I’m currently building a website with Ruby on Rails that requires SSL to secure a few web pages such as the login page while leaving the rest of the site SSL free. It took me a few hours to figure it out and the information on this subject is somewhat sparse. I thought I’d write down the information in case someone needs it.
I’m using WEBrick for my development work because it’s quick and easy. Normally, WEBrick isn’t in ssl mode and it wasn’t obvious to me as to how to run an ssl version of it. After looking around, I found the script mentioned in this mailing list. Simply save the script as server_ssl in the script directory of your RoR project and then:
chmod +x script/server_ssl
Be sure to change the ‘ip’ in the script.
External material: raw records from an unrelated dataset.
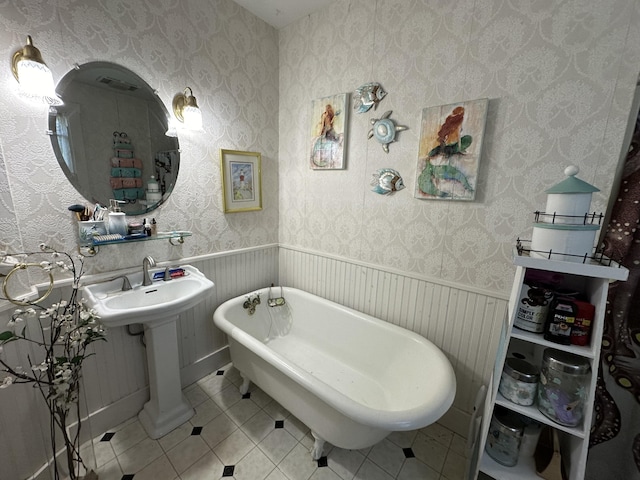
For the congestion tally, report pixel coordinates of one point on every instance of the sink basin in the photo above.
(157, 307)
(147, 304)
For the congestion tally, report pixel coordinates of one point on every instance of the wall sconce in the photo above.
(33, 75)
(186, 110)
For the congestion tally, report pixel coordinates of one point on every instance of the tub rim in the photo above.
(393, 420)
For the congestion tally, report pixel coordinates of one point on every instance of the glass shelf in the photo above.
(177, 235)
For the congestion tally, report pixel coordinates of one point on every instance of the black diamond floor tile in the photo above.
(408, 453)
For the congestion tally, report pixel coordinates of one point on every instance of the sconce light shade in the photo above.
(185, 108)
(33, 75)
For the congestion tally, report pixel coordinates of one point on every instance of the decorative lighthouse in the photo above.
(566, 230)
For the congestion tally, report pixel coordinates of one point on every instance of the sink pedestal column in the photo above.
(167, 407)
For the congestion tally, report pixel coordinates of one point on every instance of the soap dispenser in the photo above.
(154, 195)
(117, 220)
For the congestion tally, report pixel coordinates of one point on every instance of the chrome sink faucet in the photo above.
(147, 262)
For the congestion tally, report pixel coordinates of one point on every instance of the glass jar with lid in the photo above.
(519, 381)
(504, 437)
(564, 380)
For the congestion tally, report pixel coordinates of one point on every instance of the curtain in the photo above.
(615, 435)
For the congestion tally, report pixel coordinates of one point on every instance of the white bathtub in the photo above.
(351, 378)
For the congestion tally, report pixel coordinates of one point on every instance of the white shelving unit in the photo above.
(592, 279)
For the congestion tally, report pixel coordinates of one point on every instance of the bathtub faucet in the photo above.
(251, 303)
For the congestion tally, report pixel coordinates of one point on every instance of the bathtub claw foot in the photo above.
(318, 447)
(244, 388)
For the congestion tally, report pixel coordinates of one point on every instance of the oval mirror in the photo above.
(111, 137)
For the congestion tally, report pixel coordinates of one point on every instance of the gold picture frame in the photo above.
(241, 180)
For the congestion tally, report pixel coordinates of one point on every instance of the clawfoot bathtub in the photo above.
(351, 378)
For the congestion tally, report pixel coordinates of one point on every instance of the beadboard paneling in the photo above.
(460, 320)
(115, 378)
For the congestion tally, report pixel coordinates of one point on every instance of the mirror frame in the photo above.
(149, 93)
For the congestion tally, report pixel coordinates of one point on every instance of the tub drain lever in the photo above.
(277, 301)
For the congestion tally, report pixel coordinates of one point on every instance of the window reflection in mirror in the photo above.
(110, 137)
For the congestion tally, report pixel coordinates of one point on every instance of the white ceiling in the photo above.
(281, 13)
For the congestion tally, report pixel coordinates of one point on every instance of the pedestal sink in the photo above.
(156, 307)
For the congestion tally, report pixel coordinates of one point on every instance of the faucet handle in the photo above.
(126, 284)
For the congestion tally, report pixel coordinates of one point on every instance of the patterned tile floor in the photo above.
(255, 438)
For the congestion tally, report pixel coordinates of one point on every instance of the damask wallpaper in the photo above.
(225, 54)
(559, 76)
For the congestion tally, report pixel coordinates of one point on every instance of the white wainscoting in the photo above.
(115, 379)
(463, 322)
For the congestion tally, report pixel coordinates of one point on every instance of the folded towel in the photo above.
(123, 153)
(126, 162)
(128, 193)
(126, 172)
(120, 182)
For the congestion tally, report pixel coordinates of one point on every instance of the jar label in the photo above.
(533, 308)
(520, 393)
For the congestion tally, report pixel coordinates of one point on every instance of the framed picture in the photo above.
(328, 132)
(241, 181)
(449, 150)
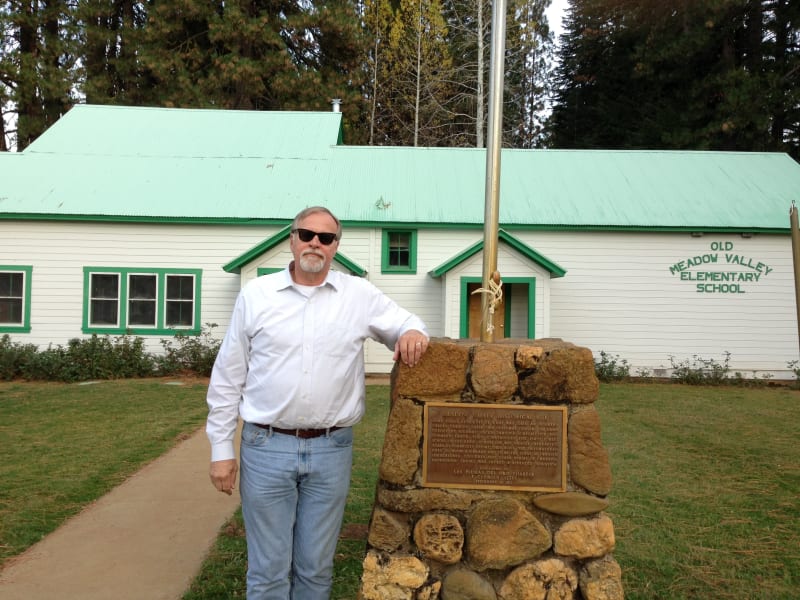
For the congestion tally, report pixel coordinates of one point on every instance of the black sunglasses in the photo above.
(306, 235)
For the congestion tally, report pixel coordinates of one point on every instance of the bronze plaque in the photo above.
(495, 446)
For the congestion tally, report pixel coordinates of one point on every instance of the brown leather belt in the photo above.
(301, 433)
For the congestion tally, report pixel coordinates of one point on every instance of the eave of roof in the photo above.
(503, 236)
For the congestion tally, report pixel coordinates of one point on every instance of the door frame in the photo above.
(464, 303)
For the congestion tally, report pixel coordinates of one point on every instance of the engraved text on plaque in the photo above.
(492, 446)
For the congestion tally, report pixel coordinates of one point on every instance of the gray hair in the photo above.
(317, 209)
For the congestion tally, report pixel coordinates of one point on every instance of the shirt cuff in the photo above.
(222, 451)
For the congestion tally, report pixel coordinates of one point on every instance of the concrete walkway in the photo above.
(144, 540)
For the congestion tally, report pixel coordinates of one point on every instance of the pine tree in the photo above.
(417, 75)
(112, 32)
(38, 63)
(716, 75)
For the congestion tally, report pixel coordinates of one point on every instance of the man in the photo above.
(291, 365)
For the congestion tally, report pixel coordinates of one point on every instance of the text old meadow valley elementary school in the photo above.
(740, 269)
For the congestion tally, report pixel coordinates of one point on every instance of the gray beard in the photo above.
(312, 265)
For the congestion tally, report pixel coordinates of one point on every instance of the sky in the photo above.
(555, 13)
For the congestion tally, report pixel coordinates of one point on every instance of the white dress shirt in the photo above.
(293, 356)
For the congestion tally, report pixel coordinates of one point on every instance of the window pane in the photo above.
(11, 285)
(105, 285)
(180, 287)
(399, 249)
(104, 301)
(142, 312)
(103, 312)
(179, 314)
(142, 287)
(10, 311)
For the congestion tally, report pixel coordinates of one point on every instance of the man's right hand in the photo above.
(223, 475)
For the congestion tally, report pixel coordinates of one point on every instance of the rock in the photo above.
(401, 455)
(439, 537)
(585, 538)
(387, 531)
(395, 578)
(527, 357)
(564, 375)
(601, 580)
(502, 533)
(441, 372)
(570, 504)
(463, 584)
(588, 459)
(493, 374)
(549, 579)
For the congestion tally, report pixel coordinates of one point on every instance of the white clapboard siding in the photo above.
(618, 296)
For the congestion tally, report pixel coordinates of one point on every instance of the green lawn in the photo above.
(705, 496)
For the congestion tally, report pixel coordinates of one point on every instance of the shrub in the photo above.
(611, 368)
(103, 357)
(700, 371)
(195, 354)
(14, 357)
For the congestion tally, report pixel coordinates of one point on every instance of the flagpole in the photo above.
(793, 224)
(494, 141)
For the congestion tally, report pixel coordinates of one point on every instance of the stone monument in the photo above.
(493, 478)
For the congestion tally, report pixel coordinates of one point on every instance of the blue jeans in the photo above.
(293, 497)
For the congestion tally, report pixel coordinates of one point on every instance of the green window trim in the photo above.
(164, 301)
(399, 251)
(24, 325)
(464, 297)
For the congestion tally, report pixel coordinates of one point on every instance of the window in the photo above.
(399, 251)
(141, 301)
(15, 299)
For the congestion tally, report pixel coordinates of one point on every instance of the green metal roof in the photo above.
(145, 164)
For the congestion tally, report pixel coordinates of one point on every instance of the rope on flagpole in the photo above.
(495, 292)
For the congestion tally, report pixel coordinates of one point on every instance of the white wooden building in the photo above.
(148, 221)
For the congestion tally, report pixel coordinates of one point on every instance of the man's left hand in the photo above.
(410, 347)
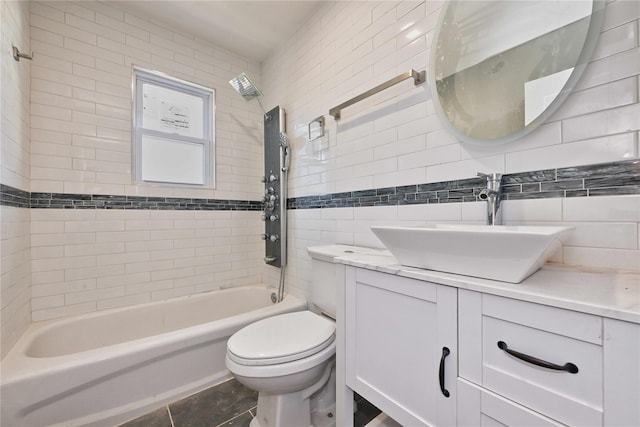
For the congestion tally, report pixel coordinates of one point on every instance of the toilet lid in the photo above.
(281, 338)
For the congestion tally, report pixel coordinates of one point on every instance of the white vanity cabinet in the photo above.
(520, 362)
(401, 346)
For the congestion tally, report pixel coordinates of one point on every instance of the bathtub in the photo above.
(104, 368)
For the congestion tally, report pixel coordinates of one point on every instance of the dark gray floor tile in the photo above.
(158, 418)
(365, 413)
(213, 406)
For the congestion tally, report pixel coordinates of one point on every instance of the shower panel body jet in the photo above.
(275, 198)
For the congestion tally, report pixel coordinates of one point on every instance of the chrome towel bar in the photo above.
(417, 76)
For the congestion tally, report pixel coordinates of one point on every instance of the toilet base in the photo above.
(311, 407)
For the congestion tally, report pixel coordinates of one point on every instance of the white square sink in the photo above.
(505, 253)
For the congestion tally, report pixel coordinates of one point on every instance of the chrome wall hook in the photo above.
(17, 55)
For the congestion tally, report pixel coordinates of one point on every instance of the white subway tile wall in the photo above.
(90, 259)
(86, 260)
(15, 276)
(395, 137)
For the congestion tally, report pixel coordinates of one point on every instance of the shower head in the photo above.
(245, 87)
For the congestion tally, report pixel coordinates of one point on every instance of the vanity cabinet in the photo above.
(508, 361)
(520, 361)
(401, 346)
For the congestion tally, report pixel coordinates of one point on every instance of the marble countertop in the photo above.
(608, 294)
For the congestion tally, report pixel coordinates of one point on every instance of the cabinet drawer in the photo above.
(539, 335)
(480, 407)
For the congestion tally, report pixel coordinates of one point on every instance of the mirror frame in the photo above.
(591, 40)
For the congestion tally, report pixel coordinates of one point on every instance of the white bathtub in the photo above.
(105, 368)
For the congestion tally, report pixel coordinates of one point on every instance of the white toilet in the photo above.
(290, 360)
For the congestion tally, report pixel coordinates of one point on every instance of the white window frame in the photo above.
(141, 76)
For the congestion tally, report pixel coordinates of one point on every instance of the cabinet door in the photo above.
(397, 330)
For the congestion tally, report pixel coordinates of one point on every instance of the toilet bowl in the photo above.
(289, 360)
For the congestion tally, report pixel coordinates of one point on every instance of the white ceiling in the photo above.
(252, 29)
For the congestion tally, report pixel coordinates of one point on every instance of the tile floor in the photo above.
(229, 404)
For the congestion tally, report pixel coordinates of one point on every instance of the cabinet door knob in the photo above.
(569, 367)
(445, 353)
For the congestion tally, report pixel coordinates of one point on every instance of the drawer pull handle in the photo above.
(445, 353)
(569, 367)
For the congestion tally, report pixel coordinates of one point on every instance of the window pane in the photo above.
(172, 161)
(171, 111)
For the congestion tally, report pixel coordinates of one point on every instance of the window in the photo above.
(173, 131)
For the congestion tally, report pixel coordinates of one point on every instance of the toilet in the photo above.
(289, 359)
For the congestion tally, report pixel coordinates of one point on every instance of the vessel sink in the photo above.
(505, 253)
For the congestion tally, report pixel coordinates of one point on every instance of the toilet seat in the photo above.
(280, 339)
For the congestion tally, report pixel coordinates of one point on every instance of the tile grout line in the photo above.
(170, 417)
(233, 418)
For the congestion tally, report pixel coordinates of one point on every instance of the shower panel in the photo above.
(274, 215)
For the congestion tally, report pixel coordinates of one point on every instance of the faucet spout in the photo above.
(492, 195)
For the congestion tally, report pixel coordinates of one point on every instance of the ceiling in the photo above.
(252, 29)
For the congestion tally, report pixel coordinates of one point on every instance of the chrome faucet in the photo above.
(492, 195)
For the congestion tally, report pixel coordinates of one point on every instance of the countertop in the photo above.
(609, 294)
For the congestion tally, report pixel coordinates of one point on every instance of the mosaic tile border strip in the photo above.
(10, 196)
(605, 179)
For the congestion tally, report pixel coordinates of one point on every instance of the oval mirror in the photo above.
(500, 68)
SSL requires the use of a server certificate. The logical question is then how does one create and install a server certificate? Normally, you would purchase a certificate from a Certificate Authority or create one by using a tool like openssl(see HTTPS Configuration in the Ubuntu Server Guide). However, it seems the server_ssl script tells WEBrick to create a server certificate on-the-fly and so there is no need to create and install a certificate. One side effect is that Firefox will warn you the certificate is not authentic. Another side effect is that if you stop and restart WEBrick without restarting Firefox, Firefox will tell you the certificate has the same serial number as another certificate and will simply refuse to use the certificate. If that happens, just restart Firefox. These are inconveniences but are ok while you’re still in the development phase.